1. Introduction
Ship painting, as one of the three pillar processes of modern ship construction, runs through the entire shipbuilding process. Serving as a productive method for hull protection, it markedly mitigates the harmful impact of the ship’s demanding operational environment, curbing hull corrosion, cracking, and related issues. Beyond affording robust protection, painting operations also confer aesthetic enhancements, diminish resistance, and yield other ancillary benefits [
1,
2]. According to data from the China Shipbuilding Research Institute, the painting cost constitutes 8–10% of the total price for newly constructed ships in the domestic shipbuilding process. In advanced shipyards, such as those in Japan and South Korea, this proportion ranges from 5% to 6%, with specific shipyards even achieving percentages as low as 3% to 5%. In addition, as far as painting man-hours are concerned, some leading domestic shipbuilding companies consume three times as much as German shipyards did 15 years ago three times. Consequently, a considerable disparity exists between domestic painting costs and efficiency in comparison to developed countries, and addressing this gap is imperative to enhance painting efficiency and reducing costs. Man-hours, serving as a pivotal unit for cost measurement, constitute a crucial metric for the rational planning and scheduling of enterprise production. Rapid and precise estimation of painting man-hours stands as an effective strategy for elevating enterprises’ international competitiveness.

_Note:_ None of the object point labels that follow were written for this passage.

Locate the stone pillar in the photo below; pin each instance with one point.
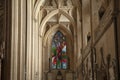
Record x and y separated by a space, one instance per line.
18 39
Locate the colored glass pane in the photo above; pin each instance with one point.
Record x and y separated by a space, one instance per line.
59 57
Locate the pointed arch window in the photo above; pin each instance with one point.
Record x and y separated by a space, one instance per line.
59 58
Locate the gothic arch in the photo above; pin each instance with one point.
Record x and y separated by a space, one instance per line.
37 7
42 26
55 28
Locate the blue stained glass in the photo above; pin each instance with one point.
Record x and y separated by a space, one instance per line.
59 57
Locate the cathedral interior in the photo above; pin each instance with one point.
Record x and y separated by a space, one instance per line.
59 39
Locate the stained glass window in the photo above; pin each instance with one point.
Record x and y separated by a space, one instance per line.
59 58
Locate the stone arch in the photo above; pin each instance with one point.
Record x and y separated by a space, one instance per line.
42 26
55 28
47 42
37 7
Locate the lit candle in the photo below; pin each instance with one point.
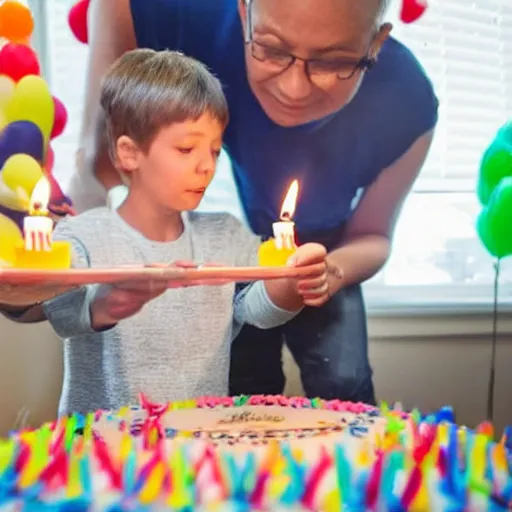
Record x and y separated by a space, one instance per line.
277 251
38 250
38 226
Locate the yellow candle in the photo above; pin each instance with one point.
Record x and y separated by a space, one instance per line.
276 251
38 251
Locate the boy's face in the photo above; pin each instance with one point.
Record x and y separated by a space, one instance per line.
179 165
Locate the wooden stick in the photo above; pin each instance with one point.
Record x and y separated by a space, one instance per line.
77 277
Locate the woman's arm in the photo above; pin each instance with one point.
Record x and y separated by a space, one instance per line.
111 34
367 242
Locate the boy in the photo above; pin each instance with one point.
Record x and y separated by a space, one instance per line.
165 116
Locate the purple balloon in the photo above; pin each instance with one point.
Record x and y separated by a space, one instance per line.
21 137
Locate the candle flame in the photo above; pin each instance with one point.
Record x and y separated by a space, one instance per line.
290 201
40 198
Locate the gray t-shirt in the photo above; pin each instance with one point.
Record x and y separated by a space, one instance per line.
177 347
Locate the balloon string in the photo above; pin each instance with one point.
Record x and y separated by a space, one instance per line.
492 373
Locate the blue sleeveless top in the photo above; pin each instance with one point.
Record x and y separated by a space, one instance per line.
334 158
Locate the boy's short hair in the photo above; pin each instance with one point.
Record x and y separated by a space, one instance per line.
146 90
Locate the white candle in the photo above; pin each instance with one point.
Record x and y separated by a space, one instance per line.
38 233
284 234
38 226
284 230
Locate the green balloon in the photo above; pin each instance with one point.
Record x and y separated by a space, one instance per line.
494 224
496 164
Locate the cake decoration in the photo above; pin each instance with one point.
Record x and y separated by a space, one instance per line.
414 463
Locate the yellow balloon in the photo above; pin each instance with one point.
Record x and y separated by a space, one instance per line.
10 237
32 101
21 171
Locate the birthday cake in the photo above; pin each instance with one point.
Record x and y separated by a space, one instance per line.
255 453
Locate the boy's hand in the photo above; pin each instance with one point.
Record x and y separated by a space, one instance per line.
122 300
313 290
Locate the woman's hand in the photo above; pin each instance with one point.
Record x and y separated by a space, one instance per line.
314 289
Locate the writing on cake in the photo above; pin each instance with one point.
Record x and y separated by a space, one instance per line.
246 417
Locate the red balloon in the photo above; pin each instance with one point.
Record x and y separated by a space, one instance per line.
412 10
18 60
50 160
77 20
61 118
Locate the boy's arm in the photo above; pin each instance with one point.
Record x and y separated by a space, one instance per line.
33 313
69 314
23 314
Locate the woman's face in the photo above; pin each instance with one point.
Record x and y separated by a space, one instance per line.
333 35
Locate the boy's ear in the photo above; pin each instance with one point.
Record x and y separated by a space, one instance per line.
127 154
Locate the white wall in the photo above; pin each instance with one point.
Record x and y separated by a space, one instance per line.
420 361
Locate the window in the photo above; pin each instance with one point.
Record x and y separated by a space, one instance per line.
466 48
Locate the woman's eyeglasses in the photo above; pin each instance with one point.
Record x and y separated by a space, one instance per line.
321 72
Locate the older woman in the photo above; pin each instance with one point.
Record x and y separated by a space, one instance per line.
319 92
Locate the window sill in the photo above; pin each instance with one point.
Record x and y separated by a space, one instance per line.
416 324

Within the realm of ship painting, numerous uncertainties arise from the interplay of personnel, processes, and environmental factors, rendering the prediction of man-hours a challenging endeavor. Typically, enterprises rely on process flow and historical experience to forecast man-hours; however, the accuracy of such predictions often needs to improve due to the multifaceted nature of the influencing factors. Consequently, the implementation of precise task assignments becomes a formidable challenge. Establishing a rational and efficient method for predicting painting man-hours holds the potential to intricately allocate a man-hour to each painting task. This, in turn, facilitates effective control over painting costs and production schedules, thereby enhancing the competitive edge of shipbuilding enterprises on the international stage.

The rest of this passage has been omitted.